FYUP students call off protest after UGC`s assurance
Students of B.Tech enrolled under DU`s FYUP called off their protest after being assured by UGC that their course will not be scrapped, even if the previous three-year degree course is implemented.
New Delhi: Students of Bachelor of Technology (B.Tech) enrolled under DU`s four-year undergraduate programme (FYUP) called off their protest Tuesday after being assured by the University Grants Commission (UGC) that their course will not be scrapped, even if the previous three-year degree course is implemented.
"We have met the representatives of UGC and have been assured that they will give priority to the demands of B.Tech students. Therefore, we have decided to call off the protest," Amit Kumar, a student of B.Tech in Delhi University, told IANS.
The students early Tuesday held a protest saying the scrapping of the FYUP will create hurdles for them as they won`t be left with any specialisation once they complete their course.
The fate of over 2.7 lakh applicants this year is in the lurch due to the tussle between the UGC and DU over scrapping of the FYUP, which was implemented last year.
The UGC had issued notice to DU and directed scrapping of the FYUP.
It also directed DU to enrol new applicants under the previous three-year undergraduate course, failing which the commission warned of freezing funds to the university.
"Whether the government rolls back FYUP or not, our only demand is that B.Tech should not be discarded as they are planning to transform B.Tech into B.Sc. We have joined DU for B.Tech, not B.Sc," Akshay Kachroo from Maharaja Agrasen College told IANS.
Prashita Jaishwal from IP college for women said: "Students who took admission in electronics came to DU because it was offering a B.Tech degree. But now if the government backs out, our future will suffer adversely."
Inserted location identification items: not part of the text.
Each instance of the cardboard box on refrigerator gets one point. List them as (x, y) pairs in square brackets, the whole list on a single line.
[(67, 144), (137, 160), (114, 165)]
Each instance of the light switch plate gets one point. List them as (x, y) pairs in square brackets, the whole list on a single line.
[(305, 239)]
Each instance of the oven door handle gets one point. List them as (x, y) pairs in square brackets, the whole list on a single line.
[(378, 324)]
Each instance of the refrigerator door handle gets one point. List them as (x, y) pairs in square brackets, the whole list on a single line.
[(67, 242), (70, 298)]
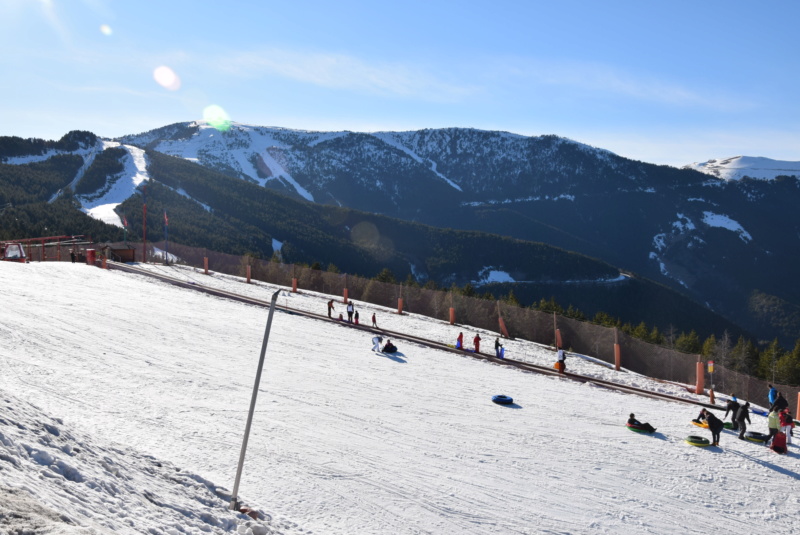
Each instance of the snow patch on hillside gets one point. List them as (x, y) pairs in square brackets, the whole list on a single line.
[(722, 221), (122, 187), (738, 167)]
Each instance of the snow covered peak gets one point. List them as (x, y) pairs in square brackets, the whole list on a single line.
[(738, 167)]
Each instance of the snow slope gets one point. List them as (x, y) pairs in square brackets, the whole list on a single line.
[(348, 441), (738, 167)]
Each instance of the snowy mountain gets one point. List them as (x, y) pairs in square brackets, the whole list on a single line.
[(727, 244), (125, 415), (739, 167)]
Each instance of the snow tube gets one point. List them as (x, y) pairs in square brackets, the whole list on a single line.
[(500, 399), (697, 441), (754, 436)]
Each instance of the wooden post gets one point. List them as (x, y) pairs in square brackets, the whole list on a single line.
[(701, 379)]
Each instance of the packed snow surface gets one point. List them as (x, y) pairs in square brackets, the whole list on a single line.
[(131, 371), (738, 167)]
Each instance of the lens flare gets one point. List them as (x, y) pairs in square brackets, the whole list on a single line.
[(166, 78), (217, 117)]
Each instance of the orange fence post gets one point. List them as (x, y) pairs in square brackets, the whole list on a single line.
[(701, 379)]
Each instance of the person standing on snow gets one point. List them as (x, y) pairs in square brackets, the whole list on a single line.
[(773, 393), (715, 425), (497, 346), (780, 403), (741, 415), (787, 423), (774, 423), (732, 407)]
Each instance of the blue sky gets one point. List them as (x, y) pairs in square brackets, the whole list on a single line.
[(663, 82)]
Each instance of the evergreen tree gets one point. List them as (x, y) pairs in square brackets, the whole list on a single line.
[(688, 343)]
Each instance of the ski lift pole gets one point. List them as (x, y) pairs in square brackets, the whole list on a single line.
[(234, 494)]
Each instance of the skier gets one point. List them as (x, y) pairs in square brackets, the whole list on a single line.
[(715, 425), (787, 423), (732, 407), (780, 403), (633, 422), (778, 442), (773, 393), (774, 423), (741, 415)]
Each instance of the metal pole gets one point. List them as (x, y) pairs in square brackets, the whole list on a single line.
[(234, 494)]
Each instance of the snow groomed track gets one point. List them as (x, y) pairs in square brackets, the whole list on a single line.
[(525, 366)]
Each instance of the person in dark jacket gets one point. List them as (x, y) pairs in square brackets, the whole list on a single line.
[(633, 422), (780, 403), (715, 425), (742, 415), (732, 407), (773, 393)]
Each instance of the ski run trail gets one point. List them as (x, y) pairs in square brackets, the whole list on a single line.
[(123, 402)]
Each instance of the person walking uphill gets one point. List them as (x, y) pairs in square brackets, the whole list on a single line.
[(732, 407), (741, 415), (715, 425)]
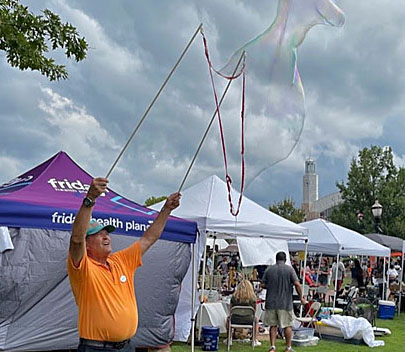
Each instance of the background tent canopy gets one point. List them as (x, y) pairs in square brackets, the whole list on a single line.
[(49, 195), (207, 204), (328, 238), (394, 243)]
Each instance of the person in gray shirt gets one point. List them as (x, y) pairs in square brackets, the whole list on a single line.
[(279, 280)]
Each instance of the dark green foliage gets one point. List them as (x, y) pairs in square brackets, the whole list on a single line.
[(286, 208), (372, 176), (26, 37)]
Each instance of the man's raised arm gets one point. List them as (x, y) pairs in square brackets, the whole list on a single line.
[(78, 238), (153, 233)]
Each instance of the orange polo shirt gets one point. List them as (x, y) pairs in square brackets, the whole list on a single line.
[(106, 298)]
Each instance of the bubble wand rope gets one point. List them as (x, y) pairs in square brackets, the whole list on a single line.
[(153, 101), (210, 123)]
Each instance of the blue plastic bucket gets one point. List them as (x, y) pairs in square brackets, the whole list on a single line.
[(386, 310), (210, 337)]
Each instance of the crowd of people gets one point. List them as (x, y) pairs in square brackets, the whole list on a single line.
[(279, 280)]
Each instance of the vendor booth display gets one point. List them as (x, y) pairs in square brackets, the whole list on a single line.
[(328, 238), (259, 233), (37, 308)]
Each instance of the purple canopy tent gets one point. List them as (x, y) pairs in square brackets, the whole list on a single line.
[(37, 308), (49, 195)]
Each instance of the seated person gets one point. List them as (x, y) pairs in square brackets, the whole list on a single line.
[(244, 296)]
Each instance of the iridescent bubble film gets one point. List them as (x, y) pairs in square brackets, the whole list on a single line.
[(275, 111)]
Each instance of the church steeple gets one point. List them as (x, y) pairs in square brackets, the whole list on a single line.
[(310, 187)]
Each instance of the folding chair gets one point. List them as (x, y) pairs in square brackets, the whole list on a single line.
[(248, 314), (310, 318)]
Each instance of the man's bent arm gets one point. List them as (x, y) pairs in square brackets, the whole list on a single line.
[(153, 233), (78, 239)]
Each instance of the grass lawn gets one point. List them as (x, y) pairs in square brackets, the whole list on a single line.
[(393, 343)]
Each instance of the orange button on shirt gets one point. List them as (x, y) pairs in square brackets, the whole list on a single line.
[(106, 298)]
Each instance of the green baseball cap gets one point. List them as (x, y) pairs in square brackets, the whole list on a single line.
[(95, 227)]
The raging controversy also saw the resignation Tuesday of DU vice chancellor Dinesh Singh, who was one of the main members behind the implementation of the FYUP.
"I hope the UGC understands the significance of the B.Tech course. Even though we are students of the most reputed university of the country, we have become a laughing stock," said Ananya Jagdish, another B.Tech student of IP college for women.
"The university and the UGC should understand that by dragging the entire controversy it is losing its credibility," said Jagdish.
Over 50,000 applications have filed for 2,500 B.Tech seats.